Abstract 13236: Prognostic Value of Heart Rate Depends on the Degree of Beta-Adrenergic Blockade in Chronic Heart Failure Patients with Reduced Ejection Fraction
Background: The BEAUTIFUL-study has shown that a heart rate >70 bpm is associated with a worse prognosis in patients with ischemic heart disease and reduced ejection fraction. This finding supported the rationale of the SHIfT-trial which investigated the effects of selective heart rate reduction by ivabradine on top of optimized beta-blocker therapy in heart failure patients with reduced ejection fraction. Since the degree of beta-blockade might influence the prognostic importance of heart rate and thus the effectiveness of selective heart rate reduction on outcome, we evaluated the prognostic power of heart rate at different levels of beta-blockade.
Methods: 642 chronic heart failure patients (17% female, age 59±13y, LVEF <40%) were subgrouped according to their beta-blocker medication in terms of percent recommended target dose: low: 6%–25% (n=236), intermediate: 26%–75% (n=243), high: >75% (n=163).

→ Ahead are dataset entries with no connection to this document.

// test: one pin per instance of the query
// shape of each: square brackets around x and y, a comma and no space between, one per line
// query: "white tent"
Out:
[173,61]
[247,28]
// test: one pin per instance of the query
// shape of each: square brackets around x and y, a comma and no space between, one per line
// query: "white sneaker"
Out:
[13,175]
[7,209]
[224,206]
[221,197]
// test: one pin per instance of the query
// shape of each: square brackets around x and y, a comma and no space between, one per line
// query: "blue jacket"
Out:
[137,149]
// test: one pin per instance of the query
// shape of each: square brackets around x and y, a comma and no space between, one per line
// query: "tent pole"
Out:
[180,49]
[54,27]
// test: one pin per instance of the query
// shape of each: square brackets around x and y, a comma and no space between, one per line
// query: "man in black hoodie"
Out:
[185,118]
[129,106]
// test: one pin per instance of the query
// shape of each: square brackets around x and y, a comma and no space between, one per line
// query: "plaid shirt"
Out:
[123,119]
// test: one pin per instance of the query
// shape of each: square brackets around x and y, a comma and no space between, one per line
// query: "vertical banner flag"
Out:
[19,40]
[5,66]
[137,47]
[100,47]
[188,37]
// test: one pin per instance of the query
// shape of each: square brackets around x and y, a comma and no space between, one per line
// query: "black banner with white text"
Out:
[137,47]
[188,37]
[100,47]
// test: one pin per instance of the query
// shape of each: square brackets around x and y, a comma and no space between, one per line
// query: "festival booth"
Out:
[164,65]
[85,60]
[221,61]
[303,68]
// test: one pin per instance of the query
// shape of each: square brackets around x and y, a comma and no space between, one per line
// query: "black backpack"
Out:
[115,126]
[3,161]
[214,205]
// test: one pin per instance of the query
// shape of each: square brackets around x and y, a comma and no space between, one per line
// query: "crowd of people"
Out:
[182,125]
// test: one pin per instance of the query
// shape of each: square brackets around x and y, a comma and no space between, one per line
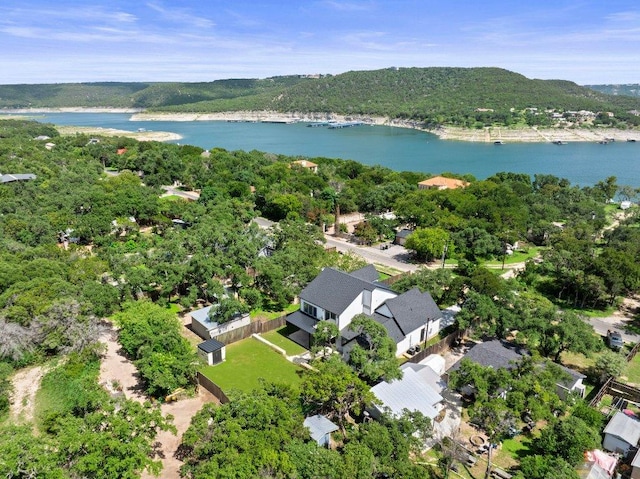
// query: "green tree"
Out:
[569,439]
[428,243]
[374,357]
[332,388]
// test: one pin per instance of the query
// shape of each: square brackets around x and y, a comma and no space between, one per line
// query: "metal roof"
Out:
[410,392]
[624,427]
[210,345]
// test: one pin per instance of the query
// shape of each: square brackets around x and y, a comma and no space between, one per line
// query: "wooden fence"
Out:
[613,387]
[212,387]
[253,328]
[443,345]
[392,279]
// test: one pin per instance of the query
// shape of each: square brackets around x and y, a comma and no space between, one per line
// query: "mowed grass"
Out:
[279,338]
[633,371]
[247,362]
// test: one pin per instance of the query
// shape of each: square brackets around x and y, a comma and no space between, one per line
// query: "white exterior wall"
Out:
[350,311]
[615,444]
[379,296]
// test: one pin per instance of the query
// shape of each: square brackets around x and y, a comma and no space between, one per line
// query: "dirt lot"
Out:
[26,383]
[117,372]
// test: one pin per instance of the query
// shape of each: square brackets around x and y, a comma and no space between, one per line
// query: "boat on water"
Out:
[345,124]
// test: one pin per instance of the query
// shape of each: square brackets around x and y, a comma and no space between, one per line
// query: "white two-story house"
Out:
[410,318]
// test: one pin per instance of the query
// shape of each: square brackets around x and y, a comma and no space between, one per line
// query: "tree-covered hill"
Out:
[442,95]
[628,89]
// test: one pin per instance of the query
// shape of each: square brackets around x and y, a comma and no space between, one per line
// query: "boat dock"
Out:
[346,124]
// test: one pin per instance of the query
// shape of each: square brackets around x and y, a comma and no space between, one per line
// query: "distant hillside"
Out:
[471,97]
[629,89]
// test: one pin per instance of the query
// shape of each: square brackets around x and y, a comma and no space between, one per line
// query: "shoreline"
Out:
[485,135]
[66,130]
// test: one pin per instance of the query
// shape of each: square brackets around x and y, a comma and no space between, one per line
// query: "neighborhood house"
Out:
[410,318]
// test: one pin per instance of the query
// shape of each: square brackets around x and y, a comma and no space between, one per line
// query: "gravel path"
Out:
[26,383]
[116,369]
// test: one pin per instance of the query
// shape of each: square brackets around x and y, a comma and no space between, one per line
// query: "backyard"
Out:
[247,362]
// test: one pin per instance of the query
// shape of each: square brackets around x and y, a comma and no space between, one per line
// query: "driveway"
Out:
[619,321]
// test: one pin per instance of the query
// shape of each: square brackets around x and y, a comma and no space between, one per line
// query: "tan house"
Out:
[309,165]
[442,183]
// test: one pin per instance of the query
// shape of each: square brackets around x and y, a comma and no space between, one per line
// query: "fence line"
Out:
[443,345]
[625,390]
[253,328]
[212,387]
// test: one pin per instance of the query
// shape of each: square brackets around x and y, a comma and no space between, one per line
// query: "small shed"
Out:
[635,466]
[212,351]
[402,235]
[320,429]
[621,433]
[435,362]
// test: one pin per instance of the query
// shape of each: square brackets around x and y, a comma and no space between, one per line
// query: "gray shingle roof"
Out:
[334,290]
[202,316]
[368,273]
[624,427]
[495,353]
[413,309]
[319,426]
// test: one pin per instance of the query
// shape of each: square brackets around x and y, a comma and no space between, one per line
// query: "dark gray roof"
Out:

Results: 246 (38%) patients died after a follow-up period of 60months. We found a significant, positive interaction (p=0.026) between high heart rate and beta-blocker dosage showing that the power of heart rate >70 bpm to predict mortality increases as the beta-blocker dosage increases. Although in the total population high heart rate alone was not significantly associated with mortality risk, in the subgroup of patients with highest beta blockade high heart rate was a significant predictor of mortality (HR: 1.709 [1.061–2.754], p=0.0276), in contrast to patients with intermediate (HR: 1.151 [0.722–1.836], p=0.5536) and low beta-blocker dosages (HR: 0.992 [0.621–1.366], p=0.683).
Conclusions: The prognostic importance of elevated heart rate in patients with chronic heart failure and reduced ejection fraction depends on beta-blocker dosage. The prognostic power of heart rate was only apparent in patients with highest doses of beta-blocker medication. These findings might be useful in interpreting the results of the SHIfT-Trial and in estimating the potential benefit of selective heart rate reduction in chronic heart failure.
- © 2010 by American Heart Association, Inc.